Food is not a replacement for medications, these foods may be worth a try alongside any treatments (pharmacological or psychological) you currently receive to help with mental illness. Please seek medical and/or dietetic assistance for individual advice.
(1) Oily fish
Omega-3 fats found in oily fish such as salmon and trout were long touted to help improve memory. Omega-3s have shown therapeutic benefit for people with severe mental illnesses. The other “side effect” of these good fats is they help keep your heart healthy by undoing the work of the “bad” fats that narrow your arteries. Given that people with mental illness tend to have shorter lifespans and a greater risk of heart disease, this is certainly an added bonus of eating oily fish.

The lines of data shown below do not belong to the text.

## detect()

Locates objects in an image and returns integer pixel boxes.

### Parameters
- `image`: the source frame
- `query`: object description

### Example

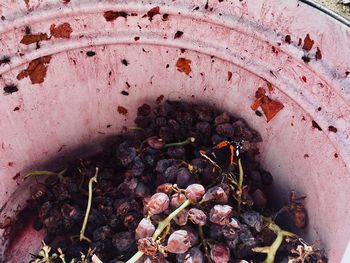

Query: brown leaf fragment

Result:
[303,34,315,51]
[176,58,192,75]
[20,33,49,45]
[315,47,322,60]
[50,23,73,38]
[17,56,51,84]
[103,11,129,22]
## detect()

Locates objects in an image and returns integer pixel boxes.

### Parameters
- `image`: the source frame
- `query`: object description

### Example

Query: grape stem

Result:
[198,225,212,263]
[252,218,297,263]
[164,137,195,148]
[79,167,98,243]
[126,199,192,263]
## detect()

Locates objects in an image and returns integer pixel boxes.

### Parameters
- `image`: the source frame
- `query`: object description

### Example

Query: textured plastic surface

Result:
[0,0,350,263]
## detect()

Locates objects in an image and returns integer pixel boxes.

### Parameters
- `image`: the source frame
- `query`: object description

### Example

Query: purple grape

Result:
[147,193,170,215]
[167,230,191,254]
[176,167,193,188]
[209,205,233,226]
[222,217,240,239]
[135,182,150,197]
[61,204,80,219]
[174,208,188,226]
[181,225,199,247]
[210,244,230,263]
[241,211,263,232]
[137,237,158,256]
[93,226,112,242]
[112,231,135,252]
[185,184,205,203]
[164,165,179,183]
[203,186,228,204]
[176,247,205,263]
[188,208,207,226]
[167,146,186,159]
[170,193,187,209]
[156,183,173,195]
[135,218,156,240]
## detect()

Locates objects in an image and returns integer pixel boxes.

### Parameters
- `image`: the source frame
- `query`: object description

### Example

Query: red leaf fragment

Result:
[147,6,160,21]
[103,11,128,22]
[316,47,322,60]
[250,88,284,122]
[156,94,164,104]
[312,120,322,131]
[303,34,315,51]
[176,58,192,75]
[50,23,73,38]
[17,56,51,84]
[20,33,49,45]
[117,106,128,115]
[328,125,338,133]
[174,31,184,39]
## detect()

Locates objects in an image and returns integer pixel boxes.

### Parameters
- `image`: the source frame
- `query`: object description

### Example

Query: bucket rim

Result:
[300,0,350,28]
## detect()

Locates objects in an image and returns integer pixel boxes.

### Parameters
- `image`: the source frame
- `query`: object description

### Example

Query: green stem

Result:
[79,167,98,243]
[23,169,67,183]
[126,199,192,263]
[164,137,195,148]
[252,220,296,263]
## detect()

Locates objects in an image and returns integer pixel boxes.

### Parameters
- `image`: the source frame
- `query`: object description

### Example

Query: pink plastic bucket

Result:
[0,0,350,263]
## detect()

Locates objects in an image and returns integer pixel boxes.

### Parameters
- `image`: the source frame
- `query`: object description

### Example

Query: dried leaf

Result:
[266,81,273,94]
[117,106,128,115]
[176,58,192,75]
[20,33,49,45]
[103,11,129,22]
[303,34,315,51]
[147,6,160,21]
[250,88,284,122]
[50,23,73,38]
[316,47,322,60]
[17,56,51,84]
[261,96,284,122]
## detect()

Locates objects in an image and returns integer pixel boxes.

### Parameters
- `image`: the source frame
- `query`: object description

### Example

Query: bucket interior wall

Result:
[0,0,350,262]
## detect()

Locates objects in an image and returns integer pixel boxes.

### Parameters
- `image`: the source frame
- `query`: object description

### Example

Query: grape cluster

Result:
[18,101,320,263]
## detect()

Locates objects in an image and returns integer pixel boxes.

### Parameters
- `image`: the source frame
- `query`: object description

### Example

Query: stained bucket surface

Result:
[0,0,350,263]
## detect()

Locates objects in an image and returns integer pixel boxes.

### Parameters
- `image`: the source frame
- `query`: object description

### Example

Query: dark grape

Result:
[203,186,228,203]
[209,205,233,226]
[188,208,207,226]
[137,237,158,256]
[210,244,230,263]
[112,231,135,252]
[176,247,205,263]
[147,193,170,215]
[170,193,187,209]
[167,230,191,254]
[185,184,205,203]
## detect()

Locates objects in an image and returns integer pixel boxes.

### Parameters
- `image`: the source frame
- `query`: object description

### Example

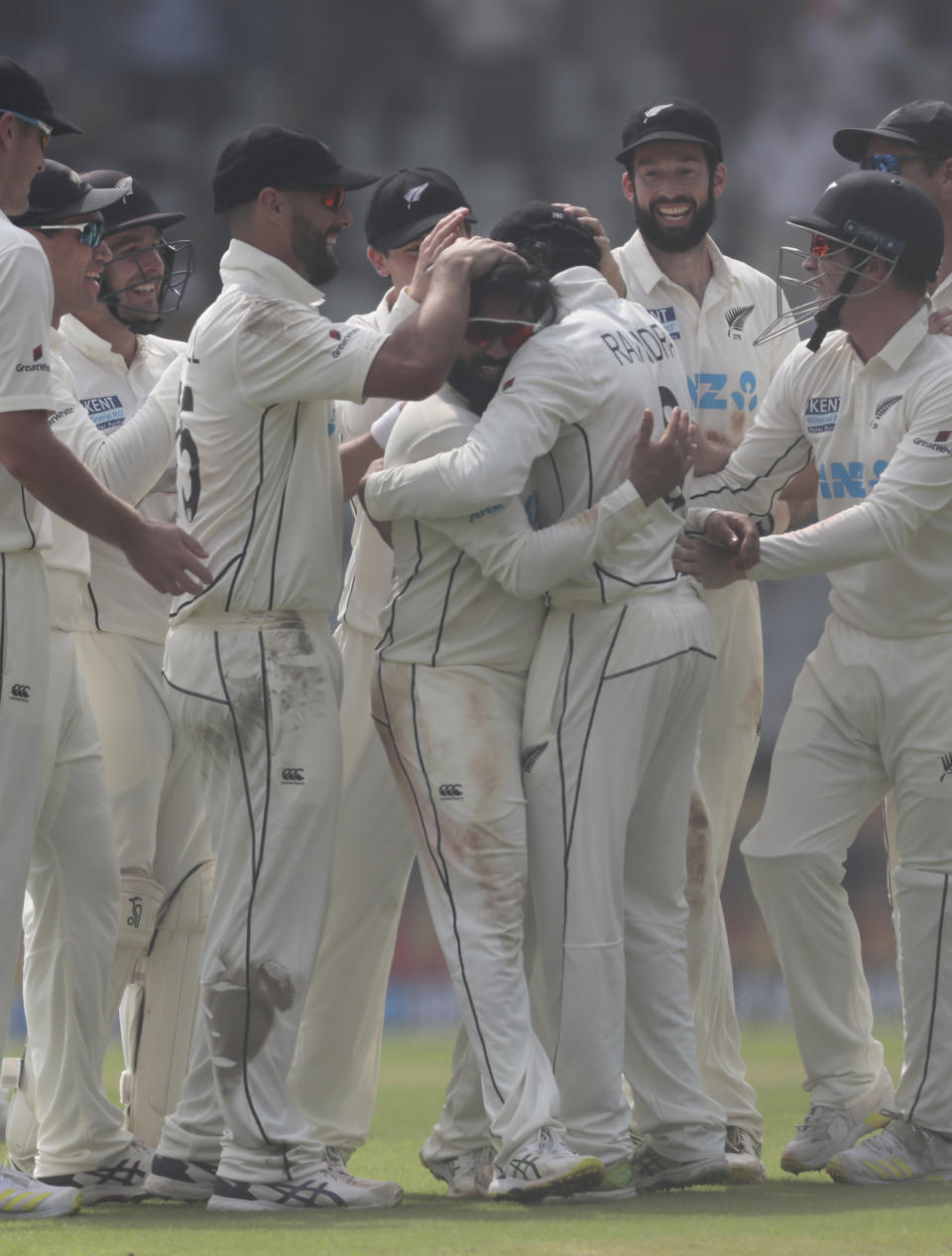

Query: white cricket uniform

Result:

Nuts, like oily fish, also contain omega-3s – particularly walnuts. However, they also have the added bonus of containing lots of the amino acid, tryptophan, which in turn goes onto make serotonin (with the help of other vitamins). Serotonin is a chemical made by the nervous system and when there is enough of it in the body, it can help reduce depression and regulate anxiety. Walnuts look like brains, so it’s easy to remember they’re good for your mental health! Throw them on your cereal, porridge, pancake mix or a loaf of banana bread.
Eggs (despite popular belief, are not like cigarettes at all) are a rich source of high-quality protein. They’re also rich in tryptophan which goes onto help boost serotonin. A cheap and easy breakfast option to start your day off on the right foot and in a good mood.
Let’s be honest, cheese will boost your mood from the taste alone. A good cheese platter at a social event is bound to leave you feeling good. There’s also a chemical reason for that, once again high in tryptophan – cheese can help boost serotonin and aid in keeping those low moods at bay.
(5) Warm milk
Numerous mental illnesses and disorders are accompanied by disturbed sleep. The combination of the warmth and the amino acids found in milk may help you fall to sleep a little easier. So the next time you’re up late at night with the events of the day swirling in your head, try some warm milk and honey to get back to those much-needed zeds.
It’s not just the time of the year that we eat turkey that makes us feel good. Turkey is best known for its high levels of tryptophan. Which is probably why you’re in a good mood AND you feel sleepy after Christmas lunch!
Taking care of both body and mind is necessary. It’s important to continue to maintain your best physical health by eating a balanced diet and exercising often, even when you’re not in the best mood. It might just be the thing that brightens up your day and pulls you out of a slump.